È la dura legge del goal: tu fai legna in campo e gli altri segnano tra gli applausi. È il destino dei “grandi lavoratori”, quelli che trottano macinando chilometri, ma non fanno rovesciate o non fanno 40 reti a campionato.
Sono sempre i campioni a guadagnare il blasone, il nome potente sulla maglia, superiori in tutto in un mondo spietato che elogia solamente il tabellino marcatori.
Poi esiste una cordata piena di gente che esula dal classico “Number One”, una cordata romantica , quella degli ultimi “eroi”. Fanno legna, si adoperano per tutti senza chiedere nulla, senza pretendere, uno tra questi è sicuramente Marco Parolo.
Quando il piede raffinato finisce, entra in campo il carattere e, anche i grandi campioni, se la devono vedere coi “lavoratori”. Marcolino non è uno particolarmente carismatico, se ti dimentichi che c’è allora significa che se la sta scoattando bene bene. Assurdo, ma è proprio così.
E se da una parte c’è il fenomeno, o la tecnica, o le grandi giocate, dall’altra parte c’è l’anima di chi non si è mai risparmiato anche quando il mare era in tempesta. Rischia, va alla deriva, si schianta. Perché nel calcio devi investire sempre, devi tenere alta la testa soprattutto se le cose si mettono male.

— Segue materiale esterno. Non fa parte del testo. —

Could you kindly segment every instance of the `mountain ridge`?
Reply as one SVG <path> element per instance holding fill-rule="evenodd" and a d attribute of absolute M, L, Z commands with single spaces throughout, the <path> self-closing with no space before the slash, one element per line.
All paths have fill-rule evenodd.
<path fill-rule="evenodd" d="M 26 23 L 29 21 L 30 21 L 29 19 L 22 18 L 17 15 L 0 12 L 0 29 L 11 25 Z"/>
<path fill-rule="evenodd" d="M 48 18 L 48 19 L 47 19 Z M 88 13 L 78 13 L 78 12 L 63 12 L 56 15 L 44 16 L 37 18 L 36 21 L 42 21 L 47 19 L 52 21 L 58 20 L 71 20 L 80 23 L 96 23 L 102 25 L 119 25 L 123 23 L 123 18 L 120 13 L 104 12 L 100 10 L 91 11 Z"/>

Quando il campione si eclissa, arriva il “lavoratore” a metterci una pezza, o almeno ci prova. Non è colpa sua se non ha il piede raffinato alla Milinkovic , la tecnica alla Anderson, l’unica colpa di Marco Parolo sarebbe non metterci tutto sé stesso, colpa dalla quale è totalmente scagionato. Lui c’è sempre.
Di mestiere fa l’uomo di fatica, di mestiere non fa il campione, ma se c’è qualcosa che sa fare meglio della stirpe blasonata è combattere fino all’ultimo pallone. La sua è sempre la maglia più zuppa di sudore, anche quando la temperatura è bassa ed è lui a metterci la faccia nei post partita nefasti.
Nessuno sembra mai riconoscergli meriti, non è mai il “TOP” assoluto, eppure di meriti ne ha eccome. Perchè a differenza di molti altri che son passati, lui ha abbracciato la causa in pieno, la Lazio è diventata davvero la sua casa, il biancazzurro la sua seconda pelle.
“Una vita da mediano, a recuperar palloni, nato senza i piedi buoni,lavorare sui polmoni, una vita da mediano, con dei compiti precisi, a coprire certe zone, a giocare generosi”
La canzone di Luciano Ligabue è ciò che racchiude l’essenza di questo calciatore e di quelli come lui: gli ultimi puri in un calcio da marketing.
Non conta solamente chiamarsi Ronaldo, Messi, Neymar…. Perché laddove c’è un Ronaldo, un Messi ed un Neymar, c’è anche un Marco Parolo che fa il lavoro sporco nell’ombra.
34 anni di legnate in campo: buon compleanno Marcoli’!